In 2012, Google Inc (NASDAQ:GOOG) acquired Motorola Mobility, which also helped to increase hardware sales, even though Google ended up spinning off its Motorola Home division to Arris, a broadband communications giant, for just over $2.3 billion. Although the shares are trading at or near their all-time high, it is anticipated that share price will continue to rise over the next 12 months by roughly 4.4%.

Competitors

In a move to increase shareholder value, Yahoo! Inc. (NASDAQ:YHOO)! has begun to do away with many of its products that are considered unsuccessful, including its BlackBerry app, Yahoo Sports IQ, Yahoo App Search, Yahoo Message Boards, Yahoo Clues, and Yahoo Updates API. This move is due in large part due to the company’s new description of being “a global technology company focused on making the world’s daily habits inspiring and entertaining.” Investors feel that this “less is more” attitude from Yahoo is positive. Though some of her moves have appeared a bit controversial, ever since Yahoo’s new leader, Marissa Mayer, took over at the company, Yahoo has been seen in somewhat of a new light. One of Mayer’s biggest goals has been to position Yahoo for long-term growth, a move that will ultimately benefit both the company and its shareholders. With a P/E ratio just below 6.9, along with earnings per share of $3.28, Yahoo will likely continue to reward its shareholders in the short-term.

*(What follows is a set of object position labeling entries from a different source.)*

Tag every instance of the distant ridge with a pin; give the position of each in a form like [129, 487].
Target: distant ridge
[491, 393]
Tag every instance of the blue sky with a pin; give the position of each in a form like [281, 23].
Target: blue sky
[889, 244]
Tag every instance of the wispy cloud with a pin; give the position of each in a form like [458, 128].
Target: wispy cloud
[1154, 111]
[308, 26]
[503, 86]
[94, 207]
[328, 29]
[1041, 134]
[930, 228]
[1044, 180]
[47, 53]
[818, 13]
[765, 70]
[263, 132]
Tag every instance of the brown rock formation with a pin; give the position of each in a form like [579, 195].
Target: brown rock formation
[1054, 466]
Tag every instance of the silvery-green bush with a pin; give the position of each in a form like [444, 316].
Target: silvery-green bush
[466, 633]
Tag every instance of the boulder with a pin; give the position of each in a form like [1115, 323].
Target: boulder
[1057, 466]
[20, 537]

Microsoft Corporation (NASDAQ:MSFT) is currently also poised for some share growth, while continuing to pay a nice dividend to investors as well. With a payment of $0.92 per share, the company’s dividend yield is holding at 3.3%. The company is also holding 28% of cash per share on hand. One thing investors may want to be mindful of is a pending potential fine that may be charged to Microsoft by European Union regulators. This comes as a result of alleged violations over giving users a choice of web browsers. Microsoft has a present P/E ratio of 15.30, along with fairly strong earnings per share of over 1.8. While currently trading near its 52-week low, over the next 12 months, shares of Microsoft are expected to rise by approximately more than 18%.